Air Transport

Lockheed Martin will make a Low-Boom Supersonic X-Plane to NASA

Skunk Works division will design and build an X-Plane to make supersonic air travel a reality
Lockheed Martin Skunk Works X-Plane

NASA awarded Lockheed Martin´s Skunk Works division a $ 247,5 million contract to design and build a Low-Boom Flight Demonstrator, also know as X-Plane to test how a supersonic plane can fly with a quieter sonic boom. The full-scale experimental aircraft will make its first flight in 2021.

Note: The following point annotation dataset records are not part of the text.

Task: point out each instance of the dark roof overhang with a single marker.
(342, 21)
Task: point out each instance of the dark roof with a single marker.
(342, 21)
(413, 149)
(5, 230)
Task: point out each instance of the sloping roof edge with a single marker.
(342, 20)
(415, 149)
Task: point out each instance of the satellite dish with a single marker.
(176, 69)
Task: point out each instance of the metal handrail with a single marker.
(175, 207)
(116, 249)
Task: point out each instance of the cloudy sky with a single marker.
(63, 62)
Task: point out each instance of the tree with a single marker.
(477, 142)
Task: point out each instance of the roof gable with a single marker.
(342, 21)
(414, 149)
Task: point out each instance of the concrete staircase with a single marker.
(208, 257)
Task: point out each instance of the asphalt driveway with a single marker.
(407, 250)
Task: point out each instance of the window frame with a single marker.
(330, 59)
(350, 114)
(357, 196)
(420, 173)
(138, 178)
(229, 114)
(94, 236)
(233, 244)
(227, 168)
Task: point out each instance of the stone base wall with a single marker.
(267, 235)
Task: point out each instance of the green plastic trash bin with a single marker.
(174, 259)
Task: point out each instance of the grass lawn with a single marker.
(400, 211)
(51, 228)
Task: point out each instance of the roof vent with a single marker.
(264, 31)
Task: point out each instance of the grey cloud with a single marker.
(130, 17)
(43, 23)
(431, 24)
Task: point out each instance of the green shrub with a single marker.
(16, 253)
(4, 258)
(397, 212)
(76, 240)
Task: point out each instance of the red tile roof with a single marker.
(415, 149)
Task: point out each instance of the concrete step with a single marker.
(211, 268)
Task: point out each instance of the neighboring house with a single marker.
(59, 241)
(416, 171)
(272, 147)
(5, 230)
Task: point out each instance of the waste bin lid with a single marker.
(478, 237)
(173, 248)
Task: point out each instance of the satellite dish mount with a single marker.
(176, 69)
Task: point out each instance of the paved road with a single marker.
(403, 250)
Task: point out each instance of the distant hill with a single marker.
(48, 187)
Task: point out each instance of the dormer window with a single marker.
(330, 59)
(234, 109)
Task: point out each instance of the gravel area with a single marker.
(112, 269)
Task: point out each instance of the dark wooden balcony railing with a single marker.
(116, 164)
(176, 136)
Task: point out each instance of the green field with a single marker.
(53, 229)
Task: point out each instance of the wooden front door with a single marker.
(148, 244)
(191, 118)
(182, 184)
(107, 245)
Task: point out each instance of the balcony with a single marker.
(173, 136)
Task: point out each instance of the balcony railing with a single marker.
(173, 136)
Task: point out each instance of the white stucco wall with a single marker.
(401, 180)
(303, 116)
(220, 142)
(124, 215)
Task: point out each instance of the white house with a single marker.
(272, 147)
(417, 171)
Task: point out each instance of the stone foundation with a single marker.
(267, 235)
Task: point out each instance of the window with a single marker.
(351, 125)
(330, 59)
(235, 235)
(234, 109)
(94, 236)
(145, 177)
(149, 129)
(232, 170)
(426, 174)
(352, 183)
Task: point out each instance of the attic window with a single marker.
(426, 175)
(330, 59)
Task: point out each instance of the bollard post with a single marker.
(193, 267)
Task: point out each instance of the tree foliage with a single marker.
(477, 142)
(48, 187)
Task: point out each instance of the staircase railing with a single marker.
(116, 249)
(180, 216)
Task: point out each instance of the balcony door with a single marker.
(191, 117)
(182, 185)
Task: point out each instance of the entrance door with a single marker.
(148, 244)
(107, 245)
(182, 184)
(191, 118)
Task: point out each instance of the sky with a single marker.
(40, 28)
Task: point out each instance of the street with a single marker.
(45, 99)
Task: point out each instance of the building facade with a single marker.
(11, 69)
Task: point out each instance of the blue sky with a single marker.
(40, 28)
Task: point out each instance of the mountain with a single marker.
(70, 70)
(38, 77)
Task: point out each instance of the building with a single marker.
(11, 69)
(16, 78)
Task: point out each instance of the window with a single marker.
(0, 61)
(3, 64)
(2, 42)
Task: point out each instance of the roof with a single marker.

“It is super exciting to be back designing and flying X-planes at this scale. Our long tradition of solving the technical barriers of supersonic flight to benefit everyone continues”, said Jaiwon Shin, NASA’s associate administrator for aeronautics. “We’re honored to continue our partnership with NASA to enable a new generation of supersonic travel,” said Peter Iosifidis, Low-Boom Flight Demonstrator program manager, Lockheed Martin Skunk Works.

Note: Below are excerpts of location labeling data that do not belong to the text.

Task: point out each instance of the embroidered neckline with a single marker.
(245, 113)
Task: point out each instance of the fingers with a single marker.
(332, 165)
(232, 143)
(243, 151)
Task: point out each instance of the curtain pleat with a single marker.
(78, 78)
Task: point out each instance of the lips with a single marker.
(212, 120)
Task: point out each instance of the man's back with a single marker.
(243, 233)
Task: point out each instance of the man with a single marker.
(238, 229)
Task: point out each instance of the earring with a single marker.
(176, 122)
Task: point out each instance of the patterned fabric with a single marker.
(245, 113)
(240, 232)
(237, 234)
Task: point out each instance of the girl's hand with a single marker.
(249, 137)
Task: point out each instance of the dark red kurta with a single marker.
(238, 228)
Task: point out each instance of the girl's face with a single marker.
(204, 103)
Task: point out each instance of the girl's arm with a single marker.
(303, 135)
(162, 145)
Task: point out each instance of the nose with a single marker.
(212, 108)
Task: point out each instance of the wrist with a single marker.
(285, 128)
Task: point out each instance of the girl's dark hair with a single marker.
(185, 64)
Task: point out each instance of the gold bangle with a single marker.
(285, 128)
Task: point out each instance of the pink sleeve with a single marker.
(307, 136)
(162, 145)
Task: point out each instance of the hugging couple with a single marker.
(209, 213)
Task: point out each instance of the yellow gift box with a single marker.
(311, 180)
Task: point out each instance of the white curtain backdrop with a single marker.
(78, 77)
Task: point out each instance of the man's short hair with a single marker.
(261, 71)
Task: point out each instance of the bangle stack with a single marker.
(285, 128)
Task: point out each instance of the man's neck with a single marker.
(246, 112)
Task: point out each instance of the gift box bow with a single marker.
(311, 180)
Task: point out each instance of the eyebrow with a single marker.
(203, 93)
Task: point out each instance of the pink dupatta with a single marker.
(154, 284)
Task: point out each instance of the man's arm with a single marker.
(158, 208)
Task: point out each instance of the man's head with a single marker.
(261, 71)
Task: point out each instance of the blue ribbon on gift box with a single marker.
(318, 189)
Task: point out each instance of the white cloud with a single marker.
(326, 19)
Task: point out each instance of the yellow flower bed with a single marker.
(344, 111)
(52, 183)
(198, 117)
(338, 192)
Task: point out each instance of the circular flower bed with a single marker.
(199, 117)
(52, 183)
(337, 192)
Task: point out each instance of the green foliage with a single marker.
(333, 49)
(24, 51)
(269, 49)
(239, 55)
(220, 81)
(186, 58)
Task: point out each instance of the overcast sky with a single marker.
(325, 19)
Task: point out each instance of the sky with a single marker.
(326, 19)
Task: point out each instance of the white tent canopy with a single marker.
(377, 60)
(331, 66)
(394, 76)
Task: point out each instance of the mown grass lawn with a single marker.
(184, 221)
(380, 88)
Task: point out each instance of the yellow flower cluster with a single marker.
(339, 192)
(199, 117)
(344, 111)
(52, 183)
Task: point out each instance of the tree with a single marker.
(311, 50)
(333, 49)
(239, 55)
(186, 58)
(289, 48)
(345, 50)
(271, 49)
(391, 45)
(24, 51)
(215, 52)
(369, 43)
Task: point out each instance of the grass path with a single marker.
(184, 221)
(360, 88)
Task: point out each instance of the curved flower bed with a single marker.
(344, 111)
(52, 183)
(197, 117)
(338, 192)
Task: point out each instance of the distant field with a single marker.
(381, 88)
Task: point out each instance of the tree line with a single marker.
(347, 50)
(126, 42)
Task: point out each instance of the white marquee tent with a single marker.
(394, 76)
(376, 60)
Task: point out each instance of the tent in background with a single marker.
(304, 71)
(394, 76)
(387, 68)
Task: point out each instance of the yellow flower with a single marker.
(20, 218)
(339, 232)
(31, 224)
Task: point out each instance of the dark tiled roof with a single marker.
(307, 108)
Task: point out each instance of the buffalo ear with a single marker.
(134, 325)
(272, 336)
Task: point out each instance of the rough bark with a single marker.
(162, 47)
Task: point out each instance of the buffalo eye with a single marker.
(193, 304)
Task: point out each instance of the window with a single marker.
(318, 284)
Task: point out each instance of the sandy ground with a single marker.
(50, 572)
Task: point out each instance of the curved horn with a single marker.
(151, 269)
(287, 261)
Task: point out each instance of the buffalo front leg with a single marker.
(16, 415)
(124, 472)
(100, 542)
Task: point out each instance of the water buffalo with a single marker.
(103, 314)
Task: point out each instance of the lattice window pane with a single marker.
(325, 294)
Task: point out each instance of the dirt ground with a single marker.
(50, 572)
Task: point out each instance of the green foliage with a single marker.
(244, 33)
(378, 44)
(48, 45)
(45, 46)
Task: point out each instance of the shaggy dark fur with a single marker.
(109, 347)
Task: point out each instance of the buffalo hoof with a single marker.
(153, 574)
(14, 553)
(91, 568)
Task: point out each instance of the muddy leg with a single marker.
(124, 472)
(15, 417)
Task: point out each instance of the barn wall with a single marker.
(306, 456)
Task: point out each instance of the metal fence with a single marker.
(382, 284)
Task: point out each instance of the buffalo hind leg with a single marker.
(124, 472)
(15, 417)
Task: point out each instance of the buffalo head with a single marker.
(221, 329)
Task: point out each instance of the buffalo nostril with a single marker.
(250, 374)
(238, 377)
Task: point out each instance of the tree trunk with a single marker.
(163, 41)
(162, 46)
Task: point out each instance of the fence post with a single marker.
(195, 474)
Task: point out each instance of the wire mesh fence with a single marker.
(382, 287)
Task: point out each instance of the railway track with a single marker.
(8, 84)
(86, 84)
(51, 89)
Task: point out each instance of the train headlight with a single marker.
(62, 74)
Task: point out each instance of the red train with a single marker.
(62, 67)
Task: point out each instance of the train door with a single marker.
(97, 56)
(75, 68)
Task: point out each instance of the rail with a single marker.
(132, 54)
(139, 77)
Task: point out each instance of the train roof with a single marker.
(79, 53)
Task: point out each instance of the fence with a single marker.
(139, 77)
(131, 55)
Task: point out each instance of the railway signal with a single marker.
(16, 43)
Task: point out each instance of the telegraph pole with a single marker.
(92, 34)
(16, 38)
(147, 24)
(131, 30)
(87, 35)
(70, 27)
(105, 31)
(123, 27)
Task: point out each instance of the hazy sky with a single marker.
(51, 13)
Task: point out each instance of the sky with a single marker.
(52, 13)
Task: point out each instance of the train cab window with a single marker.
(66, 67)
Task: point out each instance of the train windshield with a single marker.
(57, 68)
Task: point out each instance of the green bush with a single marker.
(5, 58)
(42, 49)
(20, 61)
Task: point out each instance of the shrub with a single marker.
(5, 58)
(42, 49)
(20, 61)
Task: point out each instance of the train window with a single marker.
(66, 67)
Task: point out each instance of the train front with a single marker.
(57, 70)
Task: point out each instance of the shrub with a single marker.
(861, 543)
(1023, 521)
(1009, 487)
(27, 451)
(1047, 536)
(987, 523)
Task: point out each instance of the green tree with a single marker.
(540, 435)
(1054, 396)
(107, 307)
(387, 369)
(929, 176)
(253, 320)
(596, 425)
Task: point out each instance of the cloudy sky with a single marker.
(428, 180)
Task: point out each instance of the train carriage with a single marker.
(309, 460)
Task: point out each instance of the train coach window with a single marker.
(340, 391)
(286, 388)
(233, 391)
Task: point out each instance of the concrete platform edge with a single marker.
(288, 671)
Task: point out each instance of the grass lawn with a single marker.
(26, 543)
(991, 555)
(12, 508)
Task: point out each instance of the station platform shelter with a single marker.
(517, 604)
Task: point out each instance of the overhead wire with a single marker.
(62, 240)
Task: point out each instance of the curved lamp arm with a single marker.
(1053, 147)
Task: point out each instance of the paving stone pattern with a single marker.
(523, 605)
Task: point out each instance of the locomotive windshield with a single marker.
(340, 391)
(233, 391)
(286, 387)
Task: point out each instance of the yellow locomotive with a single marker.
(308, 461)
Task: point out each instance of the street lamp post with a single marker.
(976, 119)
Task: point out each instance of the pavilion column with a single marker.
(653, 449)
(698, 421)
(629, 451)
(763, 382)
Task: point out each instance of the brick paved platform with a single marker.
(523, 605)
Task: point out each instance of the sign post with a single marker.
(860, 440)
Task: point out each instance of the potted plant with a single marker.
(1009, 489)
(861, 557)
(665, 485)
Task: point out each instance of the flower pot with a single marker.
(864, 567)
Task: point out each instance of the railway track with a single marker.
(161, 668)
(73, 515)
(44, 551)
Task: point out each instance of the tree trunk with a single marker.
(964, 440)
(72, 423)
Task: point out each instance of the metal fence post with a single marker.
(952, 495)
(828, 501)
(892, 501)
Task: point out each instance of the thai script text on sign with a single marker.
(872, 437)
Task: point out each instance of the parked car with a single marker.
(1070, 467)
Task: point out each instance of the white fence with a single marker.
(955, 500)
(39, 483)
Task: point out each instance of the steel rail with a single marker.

The main goal of the programa is helping NASA to establish an acceptable commercial supersonic noise standard to overturn current regulations banning commercial supersonic travel over land. One of the main difficulties of commercial supersonic aircraft is the high noise caused by breaking the sound barrier.

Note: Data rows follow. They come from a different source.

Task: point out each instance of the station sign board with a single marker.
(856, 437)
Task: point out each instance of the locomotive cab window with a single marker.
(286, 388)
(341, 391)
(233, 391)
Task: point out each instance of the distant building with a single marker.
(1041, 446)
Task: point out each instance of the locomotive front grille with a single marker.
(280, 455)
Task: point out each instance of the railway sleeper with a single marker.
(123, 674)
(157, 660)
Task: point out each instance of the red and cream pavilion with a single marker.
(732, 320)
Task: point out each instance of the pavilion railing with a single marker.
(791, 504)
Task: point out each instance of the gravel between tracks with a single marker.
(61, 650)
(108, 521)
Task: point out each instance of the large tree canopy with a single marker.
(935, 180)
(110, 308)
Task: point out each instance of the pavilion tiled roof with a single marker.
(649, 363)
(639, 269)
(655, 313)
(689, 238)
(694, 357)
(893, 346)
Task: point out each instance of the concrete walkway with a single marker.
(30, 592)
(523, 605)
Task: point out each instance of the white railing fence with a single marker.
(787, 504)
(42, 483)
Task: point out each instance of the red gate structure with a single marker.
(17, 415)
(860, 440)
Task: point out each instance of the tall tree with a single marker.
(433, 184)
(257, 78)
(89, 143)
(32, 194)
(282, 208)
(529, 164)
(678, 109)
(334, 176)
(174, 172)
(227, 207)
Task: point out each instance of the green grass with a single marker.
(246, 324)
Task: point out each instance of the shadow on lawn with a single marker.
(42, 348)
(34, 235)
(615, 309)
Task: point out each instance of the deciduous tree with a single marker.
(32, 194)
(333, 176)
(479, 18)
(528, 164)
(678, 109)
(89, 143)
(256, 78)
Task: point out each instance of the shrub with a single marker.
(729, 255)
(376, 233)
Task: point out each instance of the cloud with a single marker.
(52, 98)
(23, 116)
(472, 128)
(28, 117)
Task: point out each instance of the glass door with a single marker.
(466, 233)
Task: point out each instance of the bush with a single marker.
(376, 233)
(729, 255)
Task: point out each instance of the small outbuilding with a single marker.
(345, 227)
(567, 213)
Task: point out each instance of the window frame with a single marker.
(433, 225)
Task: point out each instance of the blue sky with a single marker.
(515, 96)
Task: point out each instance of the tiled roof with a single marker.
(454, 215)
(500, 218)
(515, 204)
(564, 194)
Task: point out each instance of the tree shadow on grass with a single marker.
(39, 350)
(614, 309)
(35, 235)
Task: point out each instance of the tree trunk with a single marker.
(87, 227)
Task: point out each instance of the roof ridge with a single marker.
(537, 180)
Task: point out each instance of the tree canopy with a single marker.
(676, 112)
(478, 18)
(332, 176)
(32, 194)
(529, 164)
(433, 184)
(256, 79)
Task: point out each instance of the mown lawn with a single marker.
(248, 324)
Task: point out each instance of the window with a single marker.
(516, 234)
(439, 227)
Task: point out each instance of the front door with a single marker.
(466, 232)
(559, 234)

According NASA, the LFBD will fly up to Mach 1.4 at an altitude of 55,000 feet over populated areas to find out if the sonic boom will be heard by people living in the communities under the flight testing areas.

The new X-Plane build by Skunk Works will use parts from jets such as T-38 (canopy), F-16 (landing gear) and F/A-18 (many components) to be affordable – the engine is a GE 414-400 from Super Hornet fighter.The aircraft will have 94 foot long and small canards ahead of the cockpit.

NASA expects to achieve a sonic boom noise of 70-75 perceived decibel level, lower than the 105 PLdB of the Concorde – the famous Anglo-French supersonic was banned from flying over the US because it made too much noise.